All treated wastewater discharges from the Lyttelton Harbour Basin will go to the Christrchurch Wastewater Treatment Plant in Bexley.

The five-kilometre-long Governors Bay pipeline is expected to be completed by the end of 2018, while the 1.8km-long Diamond Harbour pipeline is due to be finished in early 2019.

Work is under way in Lyttelton on the wastewater pipelines project.

Work is under way in Lyttelton on the wastewater submarine pipelines project.

Trenching along Norwich Quay and Godley Quay to lay the wastewater pipe will continue for the next month, eventually connecting the treatment plant at Cashin Quay to a new pump station at Simeon Quay in Lyttelton.

To date, 500 metres of pipe have been laid in Norwich Quay and 150m in Godley Quay.

In tandem with the project, there will be a series of one-lane Lyttelton Tunnel closures at night in June, July, August and September.

Christchurch City Council Head of Three Waters and Waste John Mackie says the work at the tunnel roundabout will allow for the laying of wastewater pipes at the tunnel mouth.

“The first single-lane tunnel closure will be on the evening of Sunday, 10 June,” Mr Mackie says.

“We ask motorists to allow for delays in their travel time if they are planning on using the tunnel during the one-way closures. A schedule of closure dates will be available on the Council website(external link).”

The lane closures will be from 9pm to 5.30am in June.

Preparation work for the Governors Bay submarine pipeline will start this month at Naval Point.

The pipe will be buried a metre below the seabed.

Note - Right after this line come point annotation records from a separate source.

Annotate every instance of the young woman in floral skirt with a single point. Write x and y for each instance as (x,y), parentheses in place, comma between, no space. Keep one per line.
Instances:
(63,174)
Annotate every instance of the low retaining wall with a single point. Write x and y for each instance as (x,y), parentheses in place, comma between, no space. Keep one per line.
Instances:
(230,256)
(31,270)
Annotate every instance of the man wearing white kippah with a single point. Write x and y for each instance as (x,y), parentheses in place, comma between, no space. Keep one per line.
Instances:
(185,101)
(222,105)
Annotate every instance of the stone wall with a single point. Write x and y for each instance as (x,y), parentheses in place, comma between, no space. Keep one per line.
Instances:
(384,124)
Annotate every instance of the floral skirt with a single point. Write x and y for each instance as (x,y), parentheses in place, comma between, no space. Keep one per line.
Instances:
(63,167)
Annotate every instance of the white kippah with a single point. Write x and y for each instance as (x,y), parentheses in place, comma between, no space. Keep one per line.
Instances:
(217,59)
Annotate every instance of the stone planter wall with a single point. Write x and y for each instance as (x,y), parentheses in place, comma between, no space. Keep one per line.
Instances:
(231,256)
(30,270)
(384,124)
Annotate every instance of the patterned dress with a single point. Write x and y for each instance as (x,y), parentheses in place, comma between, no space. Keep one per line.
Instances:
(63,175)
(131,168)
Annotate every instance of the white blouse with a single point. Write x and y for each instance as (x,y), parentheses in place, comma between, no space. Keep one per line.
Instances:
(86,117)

It will be weighed down with concrete ballast blocks that are secured every 5.75m, with each block weighing 180 kilograms.

“The new wastewater pipe is being welded into eight 625m strings along the foreshore at Naval Point,” Mr Mackie says.

“These strings will be connected as they enter the water via a launch way to be built on the Naval Point breakwater.

“The pipe will be pulled into place by a winch, with the anchor point installed near Jetty Road.

“Both areas will be fenced and signposted.”

A 200m exclusion zone will be enforced around a work barge.

The work is expected to take about six months.